There is still no consensus about the value of lost time. Missouri gives exonerees fifty dollars a day for time served, California twice that much. Massachusetts caps total compensation at half a million dollars. In Maine, the limit is three hundred thousand; in Florida, it’s two million. The variation is largely arbitrary. “If there’s a logic to it, I haven’t seen it,” Robert J. Norris, a researcher at SUNY Albany who has studied compensation statutes, told me. In Wisconsin, no matter how long an exoneree has served, the state will pay no more than twenty-five thousand dollars — the same figure that its legislators established in 1979. “They just never changed it,” Norris said. “They even amended their statute in 1987, but they didn’t change the amount.” Most states levy taxes on payment. Twenty states have no compensation statutes at all.
Fifteen hundred and seventy-five people have been exonerated in the U.S. The best off are those whom Brandon Garrett, a professor at the University of Virginia School of Law who has written extensively on post-conviction litigation, describes as “the ones that win the tort lottery.” These are exonerees who seek compensation through the courts, arguing that their fundamental civil rights were violated by the police or by prosecutors. (The same legal principle is at issue in federal suits brought by people who have been shot by the police.) In such cases, the potential damages are unlimited. But the standard of proof is high. “Police officers have qualified immunity,” Garrett told me. “They can violate your constitutional rights — reasonably but not egregiously.”
April 7, 2015 at 11:18 AM | Permalink
TrackBack
TrackBack URL for this entry:
https://www.typepad.com/services/trackback/6a00d83451574769e201b8d0fd7157970c
Listed below are links to weblogs that reference "What’s the right way to compensate someone for decades of lost freedom?":
Comments
I'm inclined to link to this post.
Posted by: George | Apr 8, 2015 12:48:48 AM
The sole tool of the lawyer profession is punishment. It is therefore inherently ultra-hazardous in its ordinary use. But the lawyer is so stupid, and the error rate so high, that applying strict liability would end government almost immediately.

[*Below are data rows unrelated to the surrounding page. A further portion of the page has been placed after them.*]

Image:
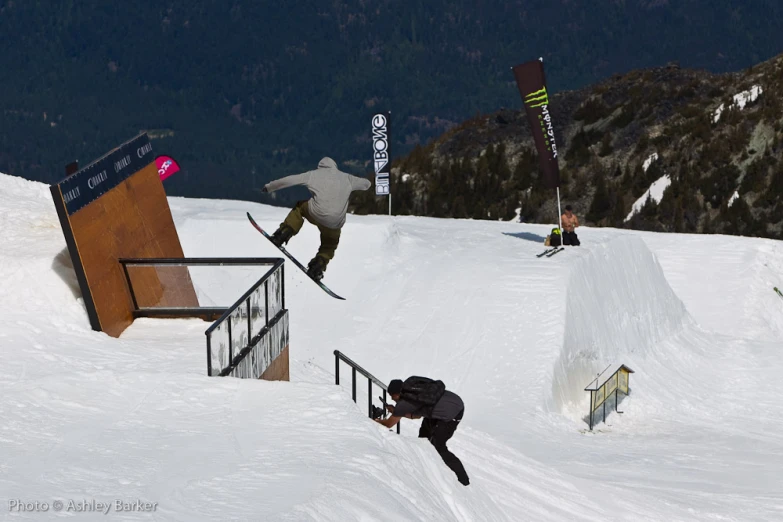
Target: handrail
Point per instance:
(339, 356)
(618, 381)
(246, 341)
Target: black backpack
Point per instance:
(423, 392)
(555, 239)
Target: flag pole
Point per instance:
(559, 213)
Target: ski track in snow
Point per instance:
(86, 416)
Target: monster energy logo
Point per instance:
(538, 98)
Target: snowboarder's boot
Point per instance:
(316, 267)
(282, 235)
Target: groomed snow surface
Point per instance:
(88, 418)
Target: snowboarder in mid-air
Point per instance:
(326, 209)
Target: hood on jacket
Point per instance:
(327, 163)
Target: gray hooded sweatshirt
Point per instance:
(330, 188)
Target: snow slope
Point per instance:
(89, 417)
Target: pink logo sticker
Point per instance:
(166, 166)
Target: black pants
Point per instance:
(439, 432)
(569, 238)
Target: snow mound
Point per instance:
(618, 303)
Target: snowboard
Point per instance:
(292, 258)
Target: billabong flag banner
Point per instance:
(381, 158)
(532, 88)
(166, 166)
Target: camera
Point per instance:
(377, 412)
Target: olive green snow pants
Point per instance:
(330, 237)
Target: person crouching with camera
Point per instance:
(441, 410)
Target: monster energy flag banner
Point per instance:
(532, 88)
(380, 157)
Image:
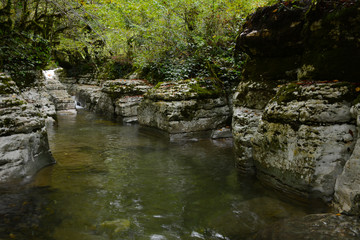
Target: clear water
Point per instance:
(115, 181)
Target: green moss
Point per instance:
(188, 112)
(207, 87)
(14, 102)
(7, 122)
(6, 85)
(157, 86)
(287, 93)
(356, 100)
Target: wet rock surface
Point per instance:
(115, 98)
(24, 147)
(305, 137)
(316, 226)
(185, 109)
(58, 93)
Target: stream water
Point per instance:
(115, 181)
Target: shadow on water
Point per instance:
(113, 181)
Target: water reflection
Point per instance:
(112, 181)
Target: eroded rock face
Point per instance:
(303, 40)
(315, 226)
(185, 109)
(87, 96)
(115, 98)
(305, 137)
(249, 102)
(347, 188)
(58, 93)
(24, 145)
(298, 137)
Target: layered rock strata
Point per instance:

Instead, one should compare the conduct of the judge and of the prosecutor to that of other idiotic lawyers, in the form of professional standards of due care.
Ordinary malpractice doctrines should apply to the wrongly convicted. Make everyone liable to the plaintiff. They may buy insurance to protect their assets. Insurance should not cover intentional torts.
Posted by: Supremacy Claus | Apr 8, 2015 1:22:35 AM
In Texas, exonerees get $80K per year wrongfully incarcerated in a lump sum, and a like amount in a lifetime annuity. There are also some ancillary benefits - e.g., college tuition, they can buy into government healthcare.
It took a decade to get to that. At first it was $25K per year in a single lump sum (passed around the turn of the century). As the number of DNA exonerees rose and the issue became prominent, that amount was doubled. Then, after a mentally ill exoneree ran through his $ and ended up homeless pushing a shopping cart in Dallas, the state increased it to the current amount and set up the annuity piece. The higher amounts were supported by cities because of a tort reform element to TX law: if exonerees took the state compensation, they couldn't file civil suits.
Posted by: Gritsforbreakfast | Apr 8, 2015 6:52:45 AM
Grits. May the plaintiff refuse the Texas offer, and sue separately? The deal sounds low for torts payouts. Is the Texas offer taxable as income or is being held in a cage considered a physical injury, and not taxed as income? Taxation makes the deal too low. Are these features fully disclosed at the time of the settlement?
Posted by: Supremacy Claus | Apr 8, 2015 7:06:34 AM
Because most exonorees are criminals and drug addicts, a lump sum cold be like a death sentence if they go on a binge and die by overdose. How many exonorees have died of unnatural causes subsequent to release? The left wing lawyer will never study the effect of stupid government on people.